As your District Attorney, I’m committed to increasing communication and accessibility between the DA’s Office and you, the community. One way I am doing that that is through this monthly column, where I provide information and tips on how you can stay safe. I’ll also keep you updated on current trends and topics in the criminal justice system.
With everything from school, sporting events and concerts being canceled and bars and wineries being advised to close, there is not a person left who has not been affected by COVID-19. Unfortunately, in a moment of desperation like this one, scammers only see opportunity.
During disasters, bad actors make money by preying on fear and anxiety. They increase prices on essential items or find other ways to bilk residents, such as peddling fake cures or offering phony services.

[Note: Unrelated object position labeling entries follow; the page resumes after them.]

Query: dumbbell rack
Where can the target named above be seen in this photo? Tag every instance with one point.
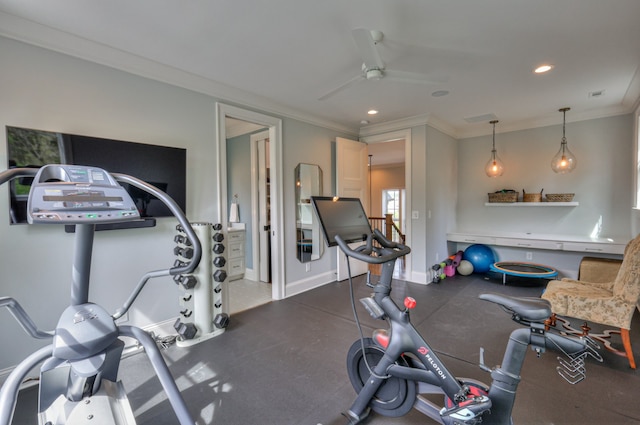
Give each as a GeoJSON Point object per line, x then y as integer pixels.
{"type": "Point", "coordinates": [204, 299]}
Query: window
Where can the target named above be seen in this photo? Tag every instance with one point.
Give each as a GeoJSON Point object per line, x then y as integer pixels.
{"type": "Point", "coordinates": [393, 203]}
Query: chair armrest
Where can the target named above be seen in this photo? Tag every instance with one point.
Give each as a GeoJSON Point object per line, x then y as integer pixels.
{"type": "Point", "coordinates": [593, 269]}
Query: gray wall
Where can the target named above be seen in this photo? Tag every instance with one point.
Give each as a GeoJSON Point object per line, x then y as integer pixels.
{"type": "Point", "coordinates": [602, 183]}
{"type": "Point", "coordinates": [46, 90]}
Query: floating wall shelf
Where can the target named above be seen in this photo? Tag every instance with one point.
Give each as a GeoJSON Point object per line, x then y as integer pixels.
{"type": "Point", "coordinates": [531, 204]}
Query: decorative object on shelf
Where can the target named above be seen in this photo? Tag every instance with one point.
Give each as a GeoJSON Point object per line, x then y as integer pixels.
{"type": "Point", "coordinates": [531, 197]}
{"type": "Point", "coordinates": [564, 161]}
{"type": "Point", "coordinates": [559, 197]}
{"type": "Point", "coordinates": [504, 196]}
{"type": "Point", "coordinates": [494, 167]}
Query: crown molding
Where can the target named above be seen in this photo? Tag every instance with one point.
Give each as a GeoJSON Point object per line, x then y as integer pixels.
{"type": "Point", "coordinates": [404, 123]}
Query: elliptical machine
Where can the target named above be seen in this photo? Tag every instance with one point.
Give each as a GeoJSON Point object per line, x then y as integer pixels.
{"type": "Point", "coordinates": [79, 374]}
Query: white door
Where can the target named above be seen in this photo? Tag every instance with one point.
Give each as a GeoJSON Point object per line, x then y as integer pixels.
{"type": "Point", "coordinates": [352, 181]}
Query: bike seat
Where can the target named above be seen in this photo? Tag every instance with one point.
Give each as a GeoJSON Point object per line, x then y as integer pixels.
{"type": "Point", "coordinates": [528, 308]}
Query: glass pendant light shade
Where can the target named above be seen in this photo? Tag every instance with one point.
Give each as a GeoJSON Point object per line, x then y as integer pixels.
{"type": "Point", "coordinates": [564, 161]}
{"type": "Point", "coordinates": [494, 167]}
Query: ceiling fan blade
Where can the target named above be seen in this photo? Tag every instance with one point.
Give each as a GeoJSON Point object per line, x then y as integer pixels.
{"type": "Point", "coordinates": [343, 86]}
{"type": "Point", "coordinates": [367, 47]}
{"type": "Point", "coordinates": [413, 77]}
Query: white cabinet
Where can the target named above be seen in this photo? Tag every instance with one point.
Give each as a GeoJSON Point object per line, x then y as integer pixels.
{"type": "Point", "coordinates": [236, 253]}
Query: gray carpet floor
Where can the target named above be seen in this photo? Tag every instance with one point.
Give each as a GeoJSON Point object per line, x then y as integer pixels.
{"type": "Point", "coordinates": [284, 362]}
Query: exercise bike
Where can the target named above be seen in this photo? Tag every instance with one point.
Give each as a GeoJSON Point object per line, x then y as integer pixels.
{"type": "Point", "coordinates": [79, 374]}
{"type": "Point", "coordinates": [396, 370]}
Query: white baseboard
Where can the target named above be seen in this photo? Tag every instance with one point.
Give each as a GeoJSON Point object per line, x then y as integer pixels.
{"type": "Point", "coordinates": [251, 274]}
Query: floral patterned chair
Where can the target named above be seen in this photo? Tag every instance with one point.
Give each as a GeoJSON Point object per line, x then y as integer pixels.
{"type": "Point", "coordinates": [607, 303]}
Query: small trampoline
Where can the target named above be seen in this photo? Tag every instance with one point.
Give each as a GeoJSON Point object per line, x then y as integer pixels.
{"type": "Point", "coordinates": [520, 269]}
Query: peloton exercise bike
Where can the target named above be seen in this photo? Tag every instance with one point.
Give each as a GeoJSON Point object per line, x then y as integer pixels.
{"type": "Point", "coordinates": [396, 369]}
{"type": "Point", "coordinates": [78, 377]}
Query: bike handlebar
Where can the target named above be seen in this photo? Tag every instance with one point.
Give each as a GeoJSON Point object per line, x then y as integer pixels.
{"type": "Point", "coordinates": [390, 250]}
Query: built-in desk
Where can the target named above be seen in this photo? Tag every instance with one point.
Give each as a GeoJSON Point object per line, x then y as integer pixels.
{"type": "Point", "coordinates": [573, 243]}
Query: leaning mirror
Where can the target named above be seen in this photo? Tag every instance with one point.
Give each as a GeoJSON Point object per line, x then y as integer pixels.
{"type": "Point", "coordinates": [309, 247]}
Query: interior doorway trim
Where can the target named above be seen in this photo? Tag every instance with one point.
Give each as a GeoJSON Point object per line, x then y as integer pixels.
{"type": "Point", "coordinates": [390, 137]}
{"type": "Point", "coordinates": [275, 159]}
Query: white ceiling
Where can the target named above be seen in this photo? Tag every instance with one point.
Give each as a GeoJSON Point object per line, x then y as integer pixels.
{"type": "Point", "coordinates": [283, 55]}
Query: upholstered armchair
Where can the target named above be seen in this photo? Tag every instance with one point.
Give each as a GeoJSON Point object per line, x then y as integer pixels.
{"type": "Point", "coordinates": [607, 303]}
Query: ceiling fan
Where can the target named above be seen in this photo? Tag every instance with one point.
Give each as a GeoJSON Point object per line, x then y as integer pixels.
{"type": "Point", "coordinates": [373, 68]}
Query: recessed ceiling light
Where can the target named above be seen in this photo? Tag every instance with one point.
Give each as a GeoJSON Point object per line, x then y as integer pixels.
{"type": "Point", "coordinates": [543, 68]}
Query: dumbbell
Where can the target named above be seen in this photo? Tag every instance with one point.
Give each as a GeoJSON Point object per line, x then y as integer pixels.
{"type": "Point", "coordinates": [185, 330]}
{"type": "Point", "coordinates": [219, 262]}
{"type": "Point", "coordinates": [221, 321]}
{"type": "Point", "coordinates": [187, 282]}
{"type": "Point", "coordinates": [182, 239]}
{"type": "Point", "coordinates": [219, 275]}
{"type": "Point", "coordinates": [185, 252]}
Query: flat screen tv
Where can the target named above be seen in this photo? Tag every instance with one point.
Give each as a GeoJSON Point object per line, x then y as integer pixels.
{"type": "Point", "coordinates": [162, 166]}
{"type": "Point", "coordinates": [341, 216]}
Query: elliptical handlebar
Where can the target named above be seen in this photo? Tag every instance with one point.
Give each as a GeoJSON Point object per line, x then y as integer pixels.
{"type": "Point", "coordinates": [12, 173]}
{"type": "Point", "coordinates": [178, 214]}
{"type": "Point", "coordinates": [390, 250]}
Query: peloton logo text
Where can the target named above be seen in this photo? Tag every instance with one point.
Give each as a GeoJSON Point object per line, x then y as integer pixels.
{"type": "Point", "coordinates": [425, 352]}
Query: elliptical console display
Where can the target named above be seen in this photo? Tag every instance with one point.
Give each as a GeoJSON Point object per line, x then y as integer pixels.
{"type": "Point", "coordinates": [73, 194]}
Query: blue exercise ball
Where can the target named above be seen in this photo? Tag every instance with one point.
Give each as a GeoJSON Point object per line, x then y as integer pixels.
{"type": "Point", "coordinates": [480, 256]}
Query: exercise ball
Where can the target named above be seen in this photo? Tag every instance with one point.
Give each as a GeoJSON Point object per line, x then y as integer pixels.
{"type": "Point", "coordinates": [465, 268]}
{"type": "Point", "coordinates": [480, 256]}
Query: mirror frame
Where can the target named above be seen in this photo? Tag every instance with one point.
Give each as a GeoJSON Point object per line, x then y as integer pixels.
{"type": "Point", "coordinates": [309, 242]}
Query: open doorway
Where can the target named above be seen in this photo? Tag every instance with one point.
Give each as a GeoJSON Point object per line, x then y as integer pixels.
{"type": "Point", "coordinates": [390, 187]}
{"type": "Point", "coordinates": [229, 118]}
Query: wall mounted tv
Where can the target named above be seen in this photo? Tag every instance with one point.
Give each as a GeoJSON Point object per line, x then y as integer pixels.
{"type": "Point", "coordinates": [164, 167]}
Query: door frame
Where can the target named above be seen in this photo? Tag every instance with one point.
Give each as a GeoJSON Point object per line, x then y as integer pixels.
{"type": "Point", "coordinates": [275, 159]}
{"type": "Point", "coordinates": [256, 205]}
{"type": "Point", "coordinates": [390, 137]}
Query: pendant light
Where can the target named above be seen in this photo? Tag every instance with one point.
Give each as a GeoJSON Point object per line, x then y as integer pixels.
{"type": "Point", "coordinates": [494, 167]}
{"type": "Point", "coordinates": [564, 161]}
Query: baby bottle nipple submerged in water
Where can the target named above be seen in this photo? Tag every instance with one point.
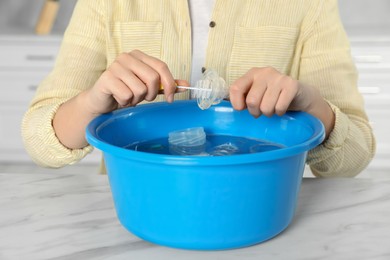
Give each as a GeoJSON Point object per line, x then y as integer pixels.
{"type": "Point", "coordinates": [210, 90]}
{"type": "Point", "coordinates": [190, 141]}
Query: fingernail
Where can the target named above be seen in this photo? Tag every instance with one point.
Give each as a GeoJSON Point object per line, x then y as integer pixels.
{"type": "Point", "coordinates": [170, 98]}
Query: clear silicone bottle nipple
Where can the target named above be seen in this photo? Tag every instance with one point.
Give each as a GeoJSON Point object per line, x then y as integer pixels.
{"type": "Point", "coordinates": [210, 90]}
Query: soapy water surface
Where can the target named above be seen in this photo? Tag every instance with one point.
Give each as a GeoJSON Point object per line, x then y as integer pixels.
{"type": "Point", "coordinates": [216, 145]}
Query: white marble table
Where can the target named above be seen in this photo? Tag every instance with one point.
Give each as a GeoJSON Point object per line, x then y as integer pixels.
{"type": "Point", "coordinates": [71, 216]}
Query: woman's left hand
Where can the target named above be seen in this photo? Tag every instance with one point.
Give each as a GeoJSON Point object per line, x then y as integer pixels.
{"type": "Point", "coordinates": [266, 91]}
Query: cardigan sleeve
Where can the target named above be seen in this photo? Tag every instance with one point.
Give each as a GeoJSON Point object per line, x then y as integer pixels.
{"type": "Point", "coordinates": [326, 63]}
{"type": "Point", "coordinates": [80, 62]}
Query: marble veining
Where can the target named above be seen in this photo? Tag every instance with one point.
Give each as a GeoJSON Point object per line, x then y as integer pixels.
{"type": "Point", "coordinates": [71, 216]}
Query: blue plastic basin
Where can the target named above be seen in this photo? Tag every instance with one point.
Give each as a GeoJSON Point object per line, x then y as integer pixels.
{"type": "Point", "coordinates": [197, 202]}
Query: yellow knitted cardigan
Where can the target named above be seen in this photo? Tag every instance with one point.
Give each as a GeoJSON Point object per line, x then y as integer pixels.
{"type": "Point", "coordinates": [301, 38]}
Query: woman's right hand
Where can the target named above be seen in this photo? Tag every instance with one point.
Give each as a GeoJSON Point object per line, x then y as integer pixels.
{"type": "Point", "coordinates": [132, 78]}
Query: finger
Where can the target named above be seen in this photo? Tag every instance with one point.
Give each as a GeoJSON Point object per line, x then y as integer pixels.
{"type": "Point", "coordinates": [238, 91]}
{"type": "Point", "coordinates": [255, 97]}
{"type": "Point", "coordinates": [286, 98]}
{"type": "Point", "coordinates": [120, 92]}
{"type": "Point", "coordinates": [150, 79]}
{"type": "Point", "coordinates": [271, 96]}
{"type": "Point", "coordinates": [162, 69]}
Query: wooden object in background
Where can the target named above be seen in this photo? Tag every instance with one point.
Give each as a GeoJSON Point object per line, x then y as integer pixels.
{"type": "Point", "coordinates": [47, 17]}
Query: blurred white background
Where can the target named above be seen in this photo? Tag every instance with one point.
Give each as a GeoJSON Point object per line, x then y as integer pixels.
{"type": "Point", "coordinates": [25, 58]}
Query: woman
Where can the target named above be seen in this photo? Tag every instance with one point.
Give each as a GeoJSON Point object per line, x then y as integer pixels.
{"type": "Point", "coordinates": [275, 55]}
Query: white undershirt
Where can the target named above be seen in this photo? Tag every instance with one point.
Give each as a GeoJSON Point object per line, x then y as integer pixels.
{"type": "Point", "coordinates": [200, 12]}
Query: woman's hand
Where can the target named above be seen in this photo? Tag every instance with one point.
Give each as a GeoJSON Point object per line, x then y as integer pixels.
{"type": "Point", "coordinates": [132, 78]}
{"type": "Point", "coordinates": [267, 91]}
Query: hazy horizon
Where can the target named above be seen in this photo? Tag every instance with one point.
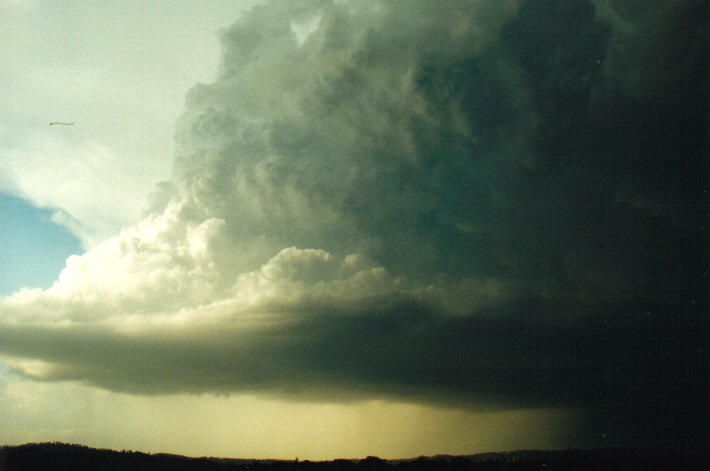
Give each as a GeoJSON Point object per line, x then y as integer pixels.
{"type": "Point", "coordinates": [332, 228]}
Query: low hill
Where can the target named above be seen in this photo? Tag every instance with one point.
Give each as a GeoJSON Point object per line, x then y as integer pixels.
{"type": "Point", "coordinates": [59, 456]}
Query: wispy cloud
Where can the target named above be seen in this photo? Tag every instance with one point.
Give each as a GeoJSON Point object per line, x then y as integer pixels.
{"type": "Point", "coordinates": [459, 202]}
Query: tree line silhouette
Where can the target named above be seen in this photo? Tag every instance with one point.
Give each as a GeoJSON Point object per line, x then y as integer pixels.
{"type": "Point", "coordinates": [59, 456]}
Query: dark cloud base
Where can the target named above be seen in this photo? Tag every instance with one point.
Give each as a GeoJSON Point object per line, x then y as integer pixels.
{"type": "Point", "coordinates": [559, 148]}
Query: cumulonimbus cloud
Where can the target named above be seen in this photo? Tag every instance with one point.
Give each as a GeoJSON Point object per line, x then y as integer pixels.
{"type": "Point", "coordinates": [450, 201]}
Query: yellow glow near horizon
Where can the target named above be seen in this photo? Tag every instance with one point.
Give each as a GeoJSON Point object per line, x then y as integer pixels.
{"type": "Point", "coordinates": [253, 427]}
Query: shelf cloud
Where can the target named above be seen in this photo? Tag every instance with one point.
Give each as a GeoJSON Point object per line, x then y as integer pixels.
{"type": "Point", "coordinates": [487, 204]}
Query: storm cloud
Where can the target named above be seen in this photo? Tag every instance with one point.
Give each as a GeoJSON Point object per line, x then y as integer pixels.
{"type": "Point", "coordinates": [488, 204]}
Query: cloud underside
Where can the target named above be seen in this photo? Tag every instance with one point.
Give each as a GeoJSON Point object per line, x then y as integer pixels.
{"type": "Point", "coordinates": [469, 202]}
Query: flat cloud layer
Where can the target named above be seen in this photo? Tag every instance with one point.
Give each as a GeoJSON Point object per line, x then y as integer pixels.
{"type": "Point", "coordinates": [478, 203]}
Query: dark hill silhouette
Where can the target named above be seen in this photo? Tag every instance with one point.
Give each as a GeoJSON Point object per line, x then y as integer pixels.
{"type": "Point", "coordinates": [60, 457]}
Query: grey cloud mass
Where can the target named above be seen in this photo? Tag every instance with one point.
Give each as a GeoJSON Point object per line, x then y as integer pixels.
{"type": "Point", "coordinates": [490, 204]}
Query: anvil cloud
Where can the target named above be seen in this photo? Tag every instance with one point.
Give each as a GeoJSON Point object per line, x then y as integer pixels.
{"type": "Point", "coordinates": [476, 203]}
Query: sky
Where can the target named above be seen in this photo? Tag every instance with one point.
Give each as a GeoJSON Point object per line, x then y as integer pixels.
{"type": "Point", "coordinates": [331, 228]}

Consumers should know that it is against the law to increase prices on essential items such as water, batteries or cleaning supplies, by more than 10 percent, unless the business can prove that its own costs have gone up.
During a state of emergency, which was declared across the state by Governor Gavin Newsom on March 4 and by the County Board of Supervisors on February 19, violations of the price gouging statute are subject to criminal prosecution that can result in one in jail and or a fine of up to $10,000. Violations are also subject to civil enforcement actions that include civil penalties of up to $5,000 per violation.
Here is a list include items for which price gouging can be penalized:
- Emergency supplies such as flashlights, radios, batteries, and candles
- Medical supplies including prescription medication and hand sanitizer
- Animal food
It’s also against the law for a hotel or motel to increase room prices by more than 10 percent during an emergency and for 30 days afterward.